CITYJET’S PLANS to offload the Dublin-Knock public service obligation (PSO) contract to Scottish airline Highland Airways could hit some significant turbulence in the form of Ryanair.
At a press conference in Dublin yesterday, Michael O’Leary revealed that Ryanair wrote to the Department of Transport on July 7th offering to take over the PSO contract from CityJet.
“We still haven’t had a reply,” O’Leary said yesterday. Ryanair wrote a “reminder” to the department on August 7th but still heard nothing.
“We’re still waiting for a reply from those half-wits in the department,” he added.

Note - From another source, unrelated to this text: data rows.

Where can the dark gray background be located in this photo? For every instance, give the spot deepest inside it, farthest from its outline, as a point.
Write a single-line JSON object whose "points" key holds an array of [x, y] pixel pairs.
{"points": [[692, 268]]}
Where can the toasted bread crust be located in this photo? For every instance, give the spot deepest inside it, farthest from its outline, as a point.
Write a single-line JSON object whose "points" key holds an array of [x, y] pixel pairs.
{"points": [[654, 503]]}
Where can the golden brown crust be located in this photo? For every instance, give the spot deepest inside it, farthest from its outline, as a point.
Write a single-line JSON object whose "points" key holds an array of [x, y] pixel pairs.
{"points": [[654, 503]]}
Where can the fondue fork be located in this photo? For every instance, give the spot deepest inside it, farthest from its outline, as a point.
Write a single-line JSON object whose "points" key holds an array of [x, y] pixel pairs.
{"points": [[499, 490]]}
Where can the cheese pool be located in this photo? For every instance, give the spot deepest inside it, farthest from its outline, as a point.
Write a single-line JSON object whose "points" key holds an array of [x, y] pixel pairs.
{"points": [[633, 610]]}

Ryanair already operates the PSO contract for Dublin-Kerry, at a cost of €4.5 million, which O’Leary said is pure profit for the budget airline.
The Knock contract is worth a tasty €4.8 million over three years. The route has been without an operator since July 22nd, when the latest contract was supposed to take off.
CityJet pulled out due to a shortage of aircraft. It had hoped to use aircraft from VLM, a regional airline it has agreed to buy. That deal, however, awaits clearance from the UK’s competition regulator.
CityJet has since proposed that Highland takes over the PSO contract. It is understood that Highland applied to operate the route when the PSO contracts were out to tender earlier this year, but its bid was received late and wasn’t considered by the department.
The department is remaining tight-lipped on what it plans to do, perhaps awaiting the return of Minister Noel Dempsey from his holidays.
With every Government department looking to save a few bob, and more than two airlines interested in the contract, surely the best move would be to put the contract out to tender again.